El INTA Bordenave presentó una variedad de avena blanca de ciclo largo que produce hasta un 12% más de biomasa y mejora el aprovechamiento forrajero.
El INTA Bordenave desarrolló “Camila INTA”, una nueva variedad de avena blanca orientada a maximizar la producción de forraje en sistemas ganaderos. El nuevo cultivar se destaca por su ciclo largo, elevada tasa de crecimiento y alta estabilidad en la generación de biomasa, características que lo posicionan como una alternativa estratégica para planteos intensivos y siembras tempranas.
Según explicaron desde el grupo de Mejoramiento y Calidad Vegetal del organismo, esta avena presenta rendimientos entre un 10 y un 12% superiores respecto de las variedades comerciales disponibles actualmente en el mercado. Además, posee muy buen comportamiento sanitario y resistencia a las principales razas de roya de la hoja, una de las enfermedades que más afecta la productividad del cultivo en el país.
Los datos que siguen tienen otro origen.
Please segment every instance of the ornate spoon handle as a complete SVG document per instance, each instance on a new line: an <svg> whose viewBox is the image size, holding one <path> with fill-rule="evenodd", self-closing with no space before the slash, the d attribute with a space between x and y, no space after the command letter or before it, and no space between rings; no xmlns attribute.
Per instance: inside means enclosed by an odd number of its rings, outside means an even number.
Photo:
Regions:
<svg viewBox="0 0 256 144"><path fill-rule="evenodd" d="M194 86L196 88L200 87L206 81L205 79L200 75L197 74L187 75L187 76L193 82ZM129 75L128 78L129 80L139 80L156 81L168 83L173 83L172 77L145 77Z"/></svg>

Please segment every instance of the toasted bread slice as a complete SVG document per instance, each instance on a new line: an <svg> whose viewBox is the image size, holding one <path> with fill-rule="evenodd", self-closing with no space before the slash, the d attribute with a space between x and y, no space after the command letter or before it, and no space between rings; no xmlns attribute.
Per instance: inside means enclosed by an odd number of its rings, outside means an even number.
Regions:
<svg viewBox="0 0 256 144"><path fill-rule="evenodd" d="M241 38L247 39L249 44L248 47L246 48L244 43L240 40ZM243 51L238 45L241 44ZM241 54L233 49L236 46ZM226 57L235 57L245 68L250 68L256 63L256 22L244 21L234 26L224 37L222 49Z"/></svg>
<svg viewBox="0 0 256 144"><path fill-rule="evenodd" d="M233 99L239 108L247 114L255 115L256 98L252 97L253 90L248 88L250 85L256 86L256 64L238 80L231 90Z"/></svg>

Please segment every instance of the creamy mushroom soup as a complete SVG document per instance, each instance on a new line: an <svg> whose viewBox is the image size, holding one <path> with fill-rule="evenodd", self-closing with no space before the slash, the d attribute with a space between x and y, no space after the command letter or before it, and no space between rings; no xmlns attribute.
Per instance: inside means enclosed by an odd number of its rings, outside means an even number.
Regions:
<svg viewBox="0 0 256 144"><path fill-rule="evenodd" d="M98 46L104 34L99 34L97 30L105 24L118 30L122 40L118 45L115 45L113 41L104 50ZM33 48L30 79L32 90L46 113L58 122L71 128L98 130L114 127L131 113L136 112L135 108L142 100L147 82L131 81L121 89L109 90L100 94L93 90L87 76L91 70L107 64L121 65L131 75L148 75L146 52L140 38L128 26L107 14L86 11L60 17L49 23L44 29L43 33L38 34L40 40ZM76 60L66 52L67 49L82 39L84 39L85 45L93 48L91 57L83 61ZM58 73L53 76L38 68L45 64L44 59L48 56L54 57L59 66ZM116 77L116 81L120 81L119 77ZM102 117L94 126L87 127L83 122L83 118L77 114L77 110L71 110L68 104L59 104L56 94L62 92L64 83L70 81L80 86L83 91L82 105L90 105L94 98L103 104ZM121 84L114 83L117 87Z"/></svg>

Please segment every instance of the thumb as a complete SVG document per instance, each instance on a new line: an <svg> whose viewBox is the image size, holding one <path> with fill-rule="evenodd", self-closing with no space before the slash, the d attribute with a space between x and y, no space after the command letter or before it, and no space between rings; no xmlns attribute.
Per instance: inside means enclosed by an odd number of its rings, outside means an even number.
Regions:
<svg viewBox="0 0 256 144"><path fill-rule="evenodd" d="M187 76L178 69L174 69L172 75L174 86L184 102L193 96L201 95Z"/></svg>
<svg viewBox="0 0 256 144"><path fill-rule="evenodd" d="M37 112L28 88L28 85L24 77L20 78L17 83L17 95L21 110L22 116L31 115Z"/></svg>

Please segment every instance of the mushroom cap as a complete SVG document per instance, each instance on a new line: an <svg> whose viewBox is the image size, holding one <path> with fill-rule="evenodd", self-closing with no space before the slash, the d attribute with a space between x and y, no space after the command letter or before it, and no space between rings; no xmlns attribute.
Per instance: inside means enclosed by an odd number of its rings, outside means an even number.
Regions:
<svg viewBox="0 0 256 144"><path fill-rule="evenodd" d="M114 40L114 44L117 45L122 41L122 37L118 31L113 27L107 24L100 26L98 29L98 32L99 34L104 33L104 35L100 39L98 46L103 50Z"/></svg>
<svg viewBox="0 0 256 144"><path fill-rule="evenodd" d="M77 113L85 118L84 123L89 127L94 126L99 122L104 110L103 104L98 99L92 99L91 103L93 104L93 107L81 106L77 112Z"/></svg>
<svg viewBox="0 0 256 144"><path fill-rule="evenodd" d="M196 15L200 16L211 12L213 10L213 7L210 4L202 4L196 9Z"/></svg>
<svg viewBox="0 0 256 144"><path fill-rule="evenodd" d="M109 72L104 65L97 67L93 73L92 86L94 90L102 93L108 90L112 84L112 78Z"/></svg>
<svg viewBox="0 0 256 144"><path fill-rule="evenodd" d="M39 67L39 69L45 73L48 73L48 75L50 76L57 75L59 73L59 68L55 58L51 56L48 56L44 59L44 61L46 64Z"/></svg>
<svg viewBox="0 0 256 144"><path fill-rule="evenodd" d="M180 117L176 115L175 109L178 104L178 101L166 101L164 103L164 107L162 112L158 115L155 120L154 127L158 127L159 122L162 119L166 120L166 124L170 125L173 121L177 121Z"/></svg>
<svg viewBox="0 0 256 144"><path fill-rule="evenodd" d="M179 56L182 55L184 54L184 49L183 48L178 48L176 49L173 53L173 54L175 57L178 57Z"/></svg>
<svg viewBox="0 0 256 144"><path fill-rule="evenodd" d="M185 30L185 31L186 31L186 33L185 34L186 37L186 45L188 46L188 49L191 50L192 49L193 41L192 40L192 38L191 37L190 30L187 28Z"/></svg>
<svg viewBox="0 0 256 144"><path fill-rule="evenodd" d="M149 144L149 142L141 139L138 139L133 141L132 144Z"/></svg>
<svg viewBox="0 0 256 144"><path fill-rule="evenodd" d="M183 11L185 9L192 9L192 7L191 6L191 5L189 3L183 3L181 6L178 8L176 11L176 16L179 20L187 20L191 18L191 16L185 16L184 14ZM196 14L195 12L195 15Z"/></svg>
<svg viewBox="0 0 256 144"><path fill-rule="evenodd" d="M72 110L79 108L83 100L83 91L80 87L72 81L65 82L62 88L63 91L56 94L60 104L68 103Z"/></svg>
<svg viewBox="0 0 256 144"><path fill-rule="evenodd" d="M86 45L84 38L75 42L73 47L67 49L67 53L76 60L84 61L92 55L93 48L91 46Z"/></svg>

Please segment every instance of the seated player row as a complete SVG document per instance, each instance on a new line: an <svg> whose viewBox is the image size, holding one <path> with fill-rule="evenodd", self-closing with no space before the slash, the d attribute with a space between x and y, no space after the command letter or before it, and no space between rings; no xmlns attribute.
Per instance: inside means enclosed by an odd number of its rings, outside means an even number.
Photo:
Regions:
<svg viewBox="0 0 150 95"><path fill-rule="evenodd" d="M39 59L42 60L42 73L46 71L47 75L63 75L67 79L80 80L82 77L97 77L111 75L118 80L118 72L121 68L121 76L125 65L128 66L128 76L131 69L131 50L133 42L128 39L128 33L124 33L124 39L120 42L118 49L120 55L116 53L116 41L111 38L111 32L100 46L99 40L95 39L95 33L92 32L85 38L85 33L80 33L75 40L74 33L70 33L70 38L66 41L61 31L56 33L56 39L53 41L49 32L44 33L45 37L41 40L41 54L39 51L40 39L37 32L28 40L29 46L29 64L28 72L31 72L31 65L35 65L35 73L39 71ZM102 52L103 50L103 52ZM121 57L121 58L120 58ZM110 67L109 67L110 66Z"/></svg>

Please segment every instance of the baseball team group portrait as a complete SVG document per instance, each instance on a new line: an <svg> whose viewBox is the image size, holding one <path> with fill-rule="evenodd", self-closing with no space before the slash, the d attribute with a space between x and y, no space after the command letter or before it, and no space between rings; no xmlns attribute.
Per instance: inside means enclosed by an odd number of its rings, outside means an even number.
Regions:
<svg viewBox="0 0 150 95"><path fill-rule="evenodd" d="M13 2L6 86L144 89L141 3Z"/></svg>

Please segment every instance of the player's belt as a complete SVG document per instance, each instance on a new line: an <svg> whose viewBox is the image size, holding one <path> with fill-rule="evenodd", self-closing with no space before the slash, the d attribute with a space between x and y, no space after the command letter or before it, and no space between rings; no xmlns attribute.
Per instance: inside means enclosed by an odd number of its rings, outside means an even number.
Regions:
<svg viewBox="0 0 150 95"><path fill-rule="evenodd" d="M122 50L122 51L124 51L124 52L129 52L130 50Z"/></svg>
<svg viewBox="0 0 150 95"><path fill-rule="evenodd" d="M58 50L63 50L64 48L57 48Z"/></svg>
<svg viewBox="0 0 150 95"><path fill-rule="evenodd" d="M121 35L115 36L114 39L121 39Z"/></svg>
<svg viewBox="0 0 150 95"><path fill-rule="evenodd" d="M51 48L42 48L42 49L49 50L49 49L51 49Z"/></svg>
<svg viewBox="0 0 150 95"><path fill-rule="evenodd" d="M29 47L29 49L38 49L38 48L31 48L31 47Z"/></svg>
El ciclo largo de Camila INTA permite aprovechar mejor las condiciones ambientales de las siembras tempranas y extender el período de producción de forraje. Los técnicos señalaron que esta característica brinda mayor estabilidad y asegura una oferta sostenida de biomasa durante más tiempo. A su vez, el cultivar cuenta con excelente anclaje y buena calidad de caña, lo que favorece tanto el pastoreo directo como la confección de silajes de planta entera.
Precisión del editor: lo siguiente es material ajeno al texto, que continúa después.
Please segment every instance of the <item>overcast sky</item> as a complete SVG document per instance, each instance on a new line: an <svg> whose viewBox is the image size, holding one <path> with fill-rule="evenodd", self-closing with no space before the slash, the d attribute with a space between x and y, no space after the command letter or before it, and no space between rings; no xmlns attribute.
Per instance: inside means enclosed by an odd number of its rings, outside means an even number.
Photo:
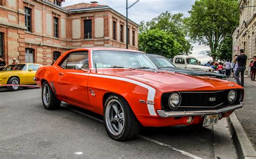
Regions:
<svg viewBox="0 0 256 159"><path fill-rule="evenodd" d="M90 1L97 1L99 4L105 4L113 9L126 15L125 0L65 0L63 6ZM129 5L136 0L128 0ZM185 17L189 16L188 11L191 9L194 0L140 0L135 5L129 10L129 18L139 23L140 21L148 21L162 12L168 11L172 13L183 13ZM206 51L210 49L208 46L193 44L193 56L201 61L207 61L212 58L207 56Z"/></svg>

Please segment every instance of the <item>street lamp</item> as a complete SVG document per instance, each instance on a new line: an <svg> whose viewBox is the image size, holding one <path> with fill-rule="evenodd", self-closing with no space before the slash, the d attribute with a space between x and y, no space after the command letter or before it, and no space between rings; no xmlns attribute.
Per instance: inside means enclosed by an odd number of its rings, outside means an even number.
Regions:
<svg viewBox="0 0 256 159"><path fill-rule="evenodd" d="M137 3L139 0L137 0L136 2L132 3L132 5L128 6L128 0L126 0L126 49L128 49L128 9L131 8L132 6L135 5L135 4Z"/></svg>

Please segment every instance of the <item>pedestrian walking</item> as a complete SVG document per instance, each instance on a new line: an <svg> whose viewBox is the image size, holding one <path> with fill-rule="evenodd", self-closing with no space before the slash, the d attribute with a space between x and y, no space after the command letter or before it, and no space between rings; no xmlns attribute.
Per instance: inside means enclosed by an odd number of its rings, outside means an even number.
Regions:
<svg viewBox="0 0 256 159"><path fill-rule="evenodd" d="M252 61L251 61L250 66L251 67L251 79L255 81L255 73L256 73L256 56L253 57Z"/></svg>
<svg viewBox="0 0 256 159"><path fill-rule="evenodd" d="M232 60L231 62L231 65L230 65L231 68L231 77L233 78L234 76L234 65L235 64L235 63L234 60Z"/></svg>
<svg viewBox="0 0 256 159"><path fill-rule="evenodd" d="M13 58L13 59L12 59L12 64L18 64L18 63L17 63L17 59L16 59L16 58Z"/></svg>
<svg viewBox="0 0 256 159"><path fill-rule="evenodd" d="M219 65L217 66L217 71L219 72L219 73L223 73L223 65L222 65L221 63L219 63Z"/></svg>
<svg viewBox="0 0 256 159"><path fill-rule="evenodd" d="M3 59L3 56L0 56L0 71L4 69L4 67L5 67L6 65L6 64L4 61L4 59Z"/></svg>
<svg viewBox="0 0 256 159"><path fill-rule="evenodd" d="M226 69L225 74L227 78L230 78L230 67L231 63L230 63L230 60L227 60L224 63L224 66Z"/></svg>
<svg viewBox="0 0 256 159"><path fill-rule="evenodd" d="M247 59L247 56L245 54L244 52L244 49L240 49L239 50L240 55L238 56L235 60L238 62L237 64L238 67L237 68L237 71L235 71L235 80L237 80L237 83L241 85L242 87L244 87L244 74L245 70L246 65L246 59ZM239 80L238 75L241 73L241 81Z"/></svg>

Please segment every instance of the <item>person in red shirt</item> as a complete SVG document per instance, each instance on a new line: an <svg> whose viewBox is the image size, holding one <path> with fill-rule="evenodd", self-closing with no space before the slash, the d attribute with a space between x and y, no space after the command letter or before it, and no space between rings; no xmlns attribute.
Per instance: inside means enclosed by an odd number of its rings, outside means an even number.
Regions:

Los ensayos realizados en la red de evaluación del INTA, con sitios distribuidos desde Reconquista hasta Viedma, mostraron resultados muy positivos. En Bordenave, la nueva avena alcanzó producciones de entre 10.000 y 11.000 kilos de materia seca por hectárea, consolidándose como una herramienta de alto potencial para fortalecer la producción ganadera y mejorar la eficiencia de los sistemas forrajeros.